The pace of the headline increase should still be enough, though, to keep the Federal Reserve on course to start reducing the massive portfolio of bonds it bought up to help the United States economy through the financial crisis, analysts said.

But it could make the central bank think more carefully about whether it wants to raise interest rates for a third time this year.

The dollar’s immediate reaction had been to fall smartly against the euro, to $1.1979 and to 109.57 yen, but within 20 minutes it was back up to $1.1906 and 110 yen as markets reversed course.

“It’s a little bit of a disappointment. The labour market’s doing fine but not quite as strong as people thought going into this number,” said Scott Anderson, chief economist, Bank of the West in San Francisco.

US stocks futures were buffeted too. Having dipped immediately after the jobs numbers, they also perked up and the main S&P 500, Dow and Nasdaq markets all looked set to open around 0.3 per cent higher.

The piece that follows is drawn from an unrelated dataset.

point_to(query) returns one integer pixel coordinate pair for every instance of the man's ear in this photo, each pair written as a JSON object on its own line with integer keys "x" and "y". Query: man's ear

All three major indexes were on track to post gains for the second straight week, though trading volume is expected to remain muted as investors head into the Labour Day weekend.

Overnight gains for Europe and Asia were already pushing world shares back towards record highs.

Euro zone stocks had been at risk of their second red week in a row but a 0.8 per cent rise looked to have dug them out of trouble.

Near six per cent jumps in French media firm Vivendi and Swedish car and truck maker Volvo lifted spirits, as did a rise in euro zone manufacturing data that showed the fastest rise in export orders since February 2011.

On-form mining companies remained hot as copper, and iron ore headed for their eighth straight week of gains.

There was also some relief that the euro’s rapid increase seemed to have paused for now and that this year’s 13 per cent rise versus the dollar and five per cent on a trade-weighted basis does not appear to have hurt firms just yet.